Halk TV'de Şirin Payzın'ın moderatörlüğündeki Sözüm Var programına katılan Gazeteci Yavuz Selim Demirağ, suikasta ilişkin bazı iddialarda bulundu.
Demirağ'ın iddiaları şu şekilde:
Tetiği çekenler kiralık çünkü ülkücü hareketin geleneğinde kendilerine başkanlık yapmış kişilere el kaldırmak mümkün değil. Sinan Ateş sayılan sevilen biridir ona bir ülkücü gencin saldırması mümkün değil. Ne yaptılar? Maltepe Gülsuyu'ndaki bir çete. Çeteye de resmen para verdiler. Ki paraların kim tarafından hangi... Şu ana kadar 97 bin lirayı bir kadın yatırmış bunun eşi de MHP'de yöneticisi. Ne kadar para aldılar bilmiyoruz ama ortada bir çete var.
'Ankara'da bu çeteyi karşılayan bir ekip var'
Bu çete Ankara'yı bilmiyor. Ankara'da bu çeteyi karşılayan bir ekip var. Günlerce takip ediliyor. Motor bulunuyor, silah veriliyor. Ama bunları Ankara'da yapan bir organizasyon var. Bu organizasyonun da kimler tarafından olduğunu Ankara'da olan gazeteci arkadaşlarımla bu camiaya yakın kişiler bilirler. Nitekim ortaya birer birer çıkıyor. Ülkücü hareketin geçmiş dönemlerinde önemli isimlerinden Efendi Barutçu ki Sinan Ateş'in çok yakın bir ismiydi. Oğlu gibiydi. O, bu işleri bildiği için Devlet Bahçeli'ye mektup yazdı. 'Burada bir kardeş kanı akacak. yapmayın. Çağırın bunları yanınıza ve barıştırın. Bunlara izin vermeyeceğinizi söyleyin' dedi ama Sayın Devlet Bahçeli, bu tip şeyleri sevmiyor. Kendisine mektup gönderenleri veya telkinde bulunanları sevmiyor. Duymazlıktan geldi.
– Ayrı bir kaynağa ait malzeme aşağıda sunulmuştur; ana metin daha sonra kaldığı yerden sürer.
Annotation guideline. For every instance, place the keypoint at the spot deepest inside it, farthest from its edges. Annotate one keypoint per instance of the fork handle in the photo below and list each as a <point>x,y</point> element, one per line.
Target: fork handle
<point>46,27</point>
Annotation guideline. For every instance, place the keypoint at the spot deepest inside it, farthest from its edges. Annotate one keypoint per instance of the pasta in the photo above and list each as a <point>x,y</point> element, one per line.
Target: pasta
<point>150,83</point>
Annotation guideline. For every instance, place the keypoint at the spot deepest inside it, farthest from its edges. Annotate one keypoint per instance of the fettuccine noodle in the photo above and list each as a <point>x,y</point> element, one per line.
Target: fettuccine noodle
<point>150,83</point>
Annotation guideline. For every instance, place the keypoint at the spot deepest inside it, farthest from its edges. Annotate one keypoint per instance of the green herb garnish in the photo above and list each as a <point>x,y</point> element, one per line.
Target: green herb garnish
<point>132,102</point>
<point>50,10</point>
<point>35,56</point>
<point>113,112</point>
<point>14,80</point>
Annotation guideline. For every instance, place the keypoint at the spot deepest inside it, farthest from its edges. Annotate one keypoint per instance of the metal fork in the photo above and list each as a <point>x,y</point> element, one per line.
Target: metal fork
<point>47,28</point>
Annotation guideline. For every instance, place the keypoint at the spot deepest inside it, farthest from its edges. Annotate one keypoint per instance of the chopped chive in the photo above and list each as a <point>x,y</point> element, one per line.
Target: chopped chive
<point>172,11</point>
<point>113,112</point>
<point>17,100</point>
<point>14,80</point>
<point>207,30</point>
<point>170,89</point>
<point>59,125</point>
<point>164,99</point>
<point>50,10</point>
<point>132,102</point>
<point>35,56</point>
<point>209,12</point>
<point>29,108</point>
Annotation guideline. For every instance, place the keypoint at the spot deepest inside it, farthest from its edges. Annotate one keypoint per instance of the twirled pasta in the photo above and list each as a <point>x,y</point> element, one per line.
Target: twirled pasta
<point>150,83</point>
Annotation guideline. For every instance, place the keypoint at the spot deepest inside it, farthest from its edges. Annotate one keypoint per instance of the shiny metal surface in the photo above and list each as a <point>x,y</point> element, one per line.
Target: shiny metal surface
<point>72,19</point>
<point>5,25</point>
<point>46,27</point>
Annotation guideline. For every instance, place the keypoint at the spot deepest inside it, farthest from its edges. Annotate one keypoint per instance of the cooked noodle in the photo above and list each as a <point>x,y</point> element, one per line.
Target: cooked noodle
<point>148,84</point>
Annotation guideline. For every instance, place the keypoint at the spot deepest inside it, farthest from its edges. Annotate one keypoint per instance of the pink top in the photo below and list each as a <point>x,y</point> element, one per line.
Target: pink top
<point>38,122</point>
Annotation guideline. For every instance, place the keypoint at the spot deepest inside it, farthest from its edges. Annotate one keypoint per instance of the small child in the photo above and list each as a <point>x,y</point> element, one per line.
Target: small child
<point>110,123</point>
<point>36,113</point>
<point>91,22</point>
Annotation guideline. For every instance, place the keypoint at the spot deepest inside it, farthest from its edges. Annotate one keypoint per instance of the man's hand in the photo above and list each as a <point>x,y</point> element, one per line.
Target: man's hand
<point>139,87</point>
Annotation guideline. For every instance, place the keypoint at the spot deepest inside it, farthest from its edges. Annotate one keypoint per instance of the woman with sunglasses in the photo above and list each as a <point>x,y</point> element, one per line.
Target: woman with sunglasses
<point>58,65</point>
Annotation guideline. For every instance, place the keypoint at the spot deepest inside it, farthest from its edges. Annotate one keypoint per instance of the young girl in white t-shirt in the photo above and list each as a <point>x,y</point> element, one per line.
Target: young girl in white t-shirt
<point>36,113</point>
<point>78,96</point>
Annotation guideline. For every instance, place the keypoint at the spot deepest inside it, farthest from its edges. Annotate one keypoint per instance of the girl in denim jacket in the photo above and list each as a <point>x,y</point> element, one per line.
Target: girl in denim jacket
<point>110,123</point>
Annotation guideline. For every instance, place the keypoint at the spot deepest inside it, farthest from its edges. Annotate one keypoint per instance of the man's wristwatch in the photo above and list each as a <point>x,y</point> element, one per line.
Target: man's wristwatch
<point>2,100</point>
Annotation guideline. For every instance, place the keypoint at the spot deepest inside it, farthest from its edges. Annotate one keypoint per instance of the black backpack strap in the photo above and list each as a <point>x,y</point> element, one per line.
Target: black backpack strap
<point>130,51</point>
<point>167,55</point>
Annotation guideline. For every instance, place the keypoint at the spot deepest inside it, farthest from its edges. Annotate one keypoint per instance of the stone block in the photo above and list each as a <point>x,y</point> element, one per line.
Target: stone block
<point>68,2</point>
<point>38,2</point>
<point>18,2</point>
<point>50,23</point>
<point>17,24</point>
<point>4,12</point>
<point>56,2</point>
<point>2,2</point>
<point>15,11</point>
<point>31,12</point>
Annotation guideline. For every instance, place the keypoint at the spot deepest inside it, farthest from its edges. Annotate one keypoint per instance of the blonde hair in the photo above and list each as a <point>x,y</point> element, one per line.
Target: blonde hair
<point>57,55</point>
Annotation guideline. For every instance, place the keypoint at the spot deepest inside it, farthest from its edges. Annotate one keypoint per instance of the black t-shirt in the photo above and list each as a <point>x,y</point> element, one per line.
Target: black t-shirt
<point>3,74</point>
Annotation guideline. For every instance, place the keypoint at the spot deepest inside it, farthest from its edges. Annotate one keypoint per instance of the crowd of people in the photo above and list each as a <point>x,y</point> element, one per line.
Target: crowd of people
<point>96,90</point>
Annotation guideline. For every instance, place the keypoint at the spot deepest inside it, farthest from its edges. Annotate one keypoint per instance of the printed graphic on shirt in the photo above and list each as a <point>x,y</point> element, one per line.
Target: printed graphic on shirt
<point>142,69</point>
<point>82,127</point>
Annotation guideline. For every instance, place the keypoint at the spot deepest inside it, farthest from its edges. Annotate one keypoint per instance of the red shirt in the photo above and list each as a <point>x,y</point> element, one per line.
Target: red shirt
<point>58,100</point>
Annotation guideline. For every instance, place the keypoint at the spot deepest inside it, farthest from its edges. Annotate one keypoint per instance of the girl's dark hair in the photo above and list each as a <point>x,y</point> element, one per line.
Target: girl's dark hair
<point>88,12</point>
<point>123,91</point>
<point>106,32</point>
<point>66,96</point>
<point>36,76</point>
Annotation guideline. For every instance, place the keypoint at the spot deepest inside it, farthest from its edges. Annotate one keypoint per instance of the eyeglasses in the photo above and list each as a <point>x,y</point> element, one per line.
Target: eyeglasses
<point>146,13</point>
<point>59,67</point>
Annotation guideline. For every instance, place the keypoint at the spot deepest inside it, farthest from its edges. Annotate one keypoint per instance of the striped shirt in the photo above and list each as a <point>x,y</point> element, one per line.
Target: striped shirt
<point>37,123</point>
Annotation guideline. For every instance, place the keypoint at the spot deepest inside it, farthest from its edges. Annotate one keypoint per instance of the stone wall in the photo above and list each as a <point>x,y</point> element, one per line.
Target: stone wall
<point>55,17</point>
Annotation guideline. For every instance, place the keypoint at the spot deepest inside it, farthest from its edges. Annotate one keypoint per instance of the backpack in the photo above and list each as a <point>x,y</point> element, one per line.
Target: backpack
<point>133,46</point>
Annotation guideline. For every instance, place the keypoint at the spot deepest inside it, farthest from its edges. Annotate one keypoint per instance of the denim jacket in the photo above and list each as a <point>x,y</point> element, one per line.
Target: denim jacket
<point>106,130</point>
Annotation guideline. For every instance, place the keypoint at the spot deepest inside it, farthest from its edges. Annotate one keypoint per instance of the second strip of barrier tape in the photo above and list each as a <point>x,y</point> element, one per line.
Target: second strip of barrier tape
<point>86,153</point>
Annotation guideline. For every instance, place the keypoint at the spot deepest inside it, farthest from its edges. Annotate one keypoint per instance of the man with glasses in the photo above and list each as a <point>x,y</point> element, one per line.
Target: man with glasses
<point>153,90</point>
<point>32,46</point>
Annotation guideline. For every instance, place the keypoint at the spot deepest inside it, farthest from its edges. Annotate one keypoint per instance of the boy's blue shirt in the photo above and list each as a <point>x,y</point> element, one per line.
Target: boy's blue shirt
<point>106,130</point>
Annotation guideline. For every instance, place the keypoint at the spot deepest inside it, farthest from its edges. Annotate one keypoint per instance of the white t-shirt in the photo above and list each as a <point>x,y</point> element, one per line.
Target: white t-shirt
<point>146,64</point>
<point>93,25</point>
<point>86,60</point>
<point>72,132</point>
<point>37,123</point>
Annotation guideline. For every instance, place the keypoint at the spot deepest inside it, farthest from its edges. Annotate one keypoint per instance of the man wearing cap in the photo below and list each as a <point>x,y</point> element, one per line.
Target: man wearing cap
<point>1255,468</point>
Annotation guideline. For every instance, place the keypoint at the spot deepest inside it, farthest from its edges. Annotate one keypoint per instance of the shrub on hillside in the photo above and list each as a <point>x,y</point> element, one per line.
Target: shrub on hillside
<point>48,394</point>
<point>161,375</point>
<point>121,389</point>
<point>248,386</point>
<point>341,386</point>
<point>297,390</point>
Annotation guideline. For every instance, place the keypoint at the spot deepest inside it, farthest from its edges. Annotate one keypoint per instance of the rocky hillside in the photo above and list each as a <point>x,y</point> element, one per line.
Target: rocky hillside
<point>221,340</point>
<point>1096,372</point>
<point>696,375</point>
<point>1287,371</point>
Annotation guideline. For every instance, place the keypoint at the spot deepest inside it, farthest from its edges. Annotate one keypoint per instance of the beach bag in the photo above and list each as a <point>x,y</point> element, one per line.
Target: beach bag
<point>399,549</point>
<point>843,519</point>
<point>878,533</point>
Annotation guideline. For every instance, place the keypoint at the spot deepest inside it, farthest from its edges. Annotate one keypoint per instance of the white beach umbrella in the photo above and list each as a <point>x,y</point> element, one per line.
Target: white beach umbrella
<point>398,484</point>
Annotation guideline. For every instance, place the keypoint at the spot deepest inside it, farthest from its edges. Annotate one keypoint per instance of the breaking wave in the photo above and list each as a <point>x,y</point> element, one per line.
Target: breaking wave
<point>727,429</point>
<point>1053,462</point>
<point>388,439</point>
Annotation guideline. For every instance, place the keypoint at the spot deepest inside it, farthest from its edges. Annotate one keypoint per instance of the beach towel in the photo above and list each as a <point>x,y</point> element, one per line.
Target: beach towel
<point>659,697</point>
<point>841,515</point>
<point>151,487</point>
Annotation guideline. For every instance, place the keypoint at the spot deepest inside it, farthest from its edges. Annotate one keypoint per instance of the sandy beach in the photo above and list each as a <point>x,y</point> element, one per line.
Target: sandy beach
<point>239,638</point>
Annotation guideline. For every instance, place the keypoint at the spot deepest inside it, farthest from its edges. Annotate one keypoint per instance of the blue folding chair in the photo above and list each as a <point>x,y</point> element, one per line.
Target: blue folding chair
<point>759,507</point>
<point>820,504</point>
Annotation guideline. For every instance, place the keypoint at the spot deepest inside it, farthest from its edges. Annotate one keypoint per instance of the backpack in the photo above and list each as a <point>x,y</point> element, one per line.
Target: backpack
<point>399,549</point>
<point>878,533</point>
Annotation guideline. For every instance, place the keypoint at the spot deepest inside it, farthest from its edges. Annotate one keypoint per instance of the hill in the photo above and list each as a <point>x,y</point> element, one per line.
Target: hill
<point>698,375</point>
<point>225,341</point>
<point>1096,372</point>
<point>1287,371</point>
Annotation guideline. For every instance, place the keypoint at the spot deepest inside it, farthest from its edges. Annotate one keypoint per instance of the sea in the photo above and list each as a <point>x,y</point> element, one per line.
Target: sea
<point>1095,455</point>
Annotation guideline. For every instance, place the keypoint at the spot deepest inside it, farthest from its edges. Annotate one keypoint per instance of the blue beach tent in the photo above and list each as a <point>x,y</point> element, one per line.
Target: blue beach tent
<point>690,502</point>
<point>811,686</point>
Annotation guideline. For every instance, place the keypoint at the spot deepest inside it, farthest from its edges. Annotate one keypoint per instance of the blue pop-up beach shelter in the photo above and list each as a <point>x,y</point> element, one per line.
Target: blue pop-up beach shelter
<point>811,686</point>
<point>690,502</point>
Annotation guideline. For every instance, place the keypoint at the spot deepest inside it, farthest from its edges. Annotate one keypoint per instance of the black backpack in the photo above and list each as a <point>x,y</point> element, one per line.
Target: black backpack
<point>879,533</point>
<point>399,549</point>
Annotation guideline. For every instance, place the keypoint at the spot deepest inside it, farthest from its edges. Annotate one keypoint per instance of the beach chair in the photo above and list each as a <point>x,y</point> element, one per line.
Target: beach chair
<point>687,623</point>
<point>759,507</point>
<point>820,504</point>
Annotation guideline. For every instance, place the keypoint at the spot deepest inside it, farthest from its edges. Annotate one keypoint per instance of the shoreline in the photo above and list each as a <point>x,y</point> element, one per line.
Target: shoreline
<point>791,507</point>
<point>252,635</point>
'Sinan Ateş'in yanında dayısının oğlu vardı'
Sinan Ateş de 'benim kalemimi kırmışlar.' Yani olay ben günlerdir söylüyorum. Sadece bir ayaklarından vurma ya da nitekim zanlılar 'Dado bize ayaklarından vurun karizmasını çizin diye emir verdi' diyor. Orada şu var; Sinan'ın yanında o gün her zaman neredeyse 10 yıldır hep yanında zaten. Hem bacanağı hem dayısının oğlu var. Birtakım ajanslar birtakım yandaş medya Pehlivan için 'bu kadar sabıkası var' gibi çamurlar atmaya çalıştı.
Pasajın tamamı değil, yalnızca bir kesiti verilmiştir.